How solr filters actually implemented?

2019-07-13 13:11发布

问题:

Is my understanding of query processing correct?

  1. Get DocSet from cache or First filter query will create implementation of OpenBitSet or SortedVIntSet and cache it
  2. Get DocSet from cache or All other filters create their implementation of DocBitSet and it will be intersected with original (efficiency of this code depends on implementation of first implementation of DocSet)
  3. We do leapfrog with MainQuery and final DocSet(after all intersections) using Lucene filter+query search(efficiency of this is dependent on first DocSet implementation)
  4. We apply post filters(cost > 100 && cache==false) as AND of orignal query

So as a consequence performance will be dependent on first filter since for small query SortedIntSet is more efficient and for big BitSet is better.
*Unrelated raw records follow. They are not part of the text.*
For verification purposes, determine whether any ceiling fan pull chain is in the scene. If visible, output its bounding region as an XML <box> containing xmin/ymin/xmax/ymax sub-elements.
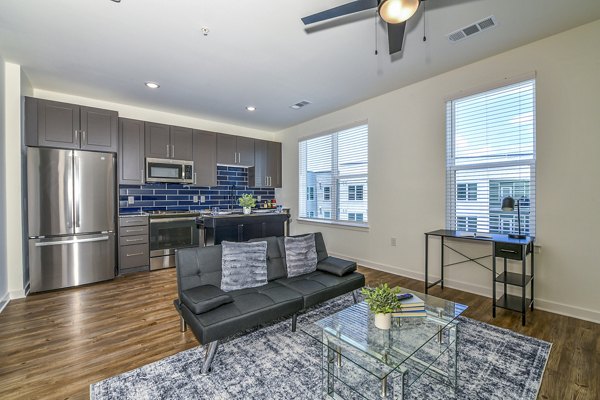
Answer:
<box><xmin>375</xmin><ymin>16</ymin><xmax>379</xmax><ymax>55</ymax></box>
<box><xmin>423</xmin><ymin>2</ymin><xmax>427</xmax><ymax>42</ymax></box>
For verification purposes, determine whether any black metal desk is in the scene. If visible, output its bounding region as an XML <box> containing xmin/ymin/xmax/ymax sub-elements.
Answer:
<box><xmin>425</xmin><ymin>229</ymin><xmax>535</xmax><ymax>325</ymax></box>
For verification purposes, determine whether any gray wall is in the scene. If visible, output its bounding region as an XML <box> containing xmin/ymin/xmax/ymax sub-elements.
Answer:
<box><xmin>0</xmin><ymin>57</ymin><xmax>8</xmax><ymax>310</ymax></box>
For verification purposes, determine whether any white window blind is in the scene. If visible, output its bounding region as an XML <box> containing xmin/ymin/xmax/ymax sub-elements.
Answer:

Am I correct?

Second part of question: DocSet has two main implementation - HashDocSet and SortedIntDoc, each intersection implementation iterates over all instances in first filter and check if it is also in second DocSet... That means we have to sort filters by size, smallest first. Is it possible to control order of cached filters(cost only works for non cached filters)?

回答1:

It sounds good. For more information, have a look at SolrIndexSearcher#getProcessedFilter.

So as a consequence performance will be dependent on first filter since for small query SortedIntSet is more efficient and for big BitSet is better. Am I correct?
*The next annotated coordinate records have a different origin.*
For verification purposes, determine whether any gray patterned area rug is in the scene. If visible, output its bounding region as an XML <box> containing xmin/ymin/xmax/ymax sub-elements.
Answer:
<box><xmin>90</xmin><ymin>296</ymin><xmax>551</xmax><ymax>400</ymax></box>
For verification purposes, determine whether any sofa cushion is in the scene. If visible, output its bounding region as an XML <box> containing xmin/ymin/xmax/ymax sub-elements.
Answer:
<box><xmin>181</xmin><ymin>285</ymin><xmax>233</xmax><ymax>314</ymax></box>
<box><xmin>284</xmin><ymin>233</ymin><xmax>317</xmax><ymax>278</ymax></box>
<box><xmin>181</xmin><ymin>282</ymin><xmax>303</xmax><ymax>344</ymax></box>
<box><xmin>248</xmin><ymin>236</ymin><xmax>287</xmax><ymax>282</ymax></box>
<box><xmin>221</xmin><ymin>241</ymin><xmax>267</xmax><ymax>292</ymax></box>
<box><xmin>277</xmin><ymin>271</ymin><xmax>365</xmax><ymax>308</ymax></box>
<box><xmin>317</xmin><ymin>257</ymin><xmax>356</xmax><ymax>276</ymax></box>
This is more a problem of space efficiency than a problem of speed. A sorted int[] costs 4 * nDocs bytes while a bit set costs maxDoc / 8 bytes, this is why Solr uses sorted int[] whenever the number of documents in the set is < maxDoc / 32.

Second part of question: DocSet has two main implementation - HashDocSet and SortedIntDoc

The problem with SortedIntDocSet is that it doesn't support random access, and the problem with HashDocSet is that it can't enumerate doc IDs in order, which can be important for scoring. This is why Solr uses SortedIntDocSets almost everywhere and creates a transient HashDocSet whenever it needs random access (look at JoinQParserPlugin or DocSlice#intersect for example).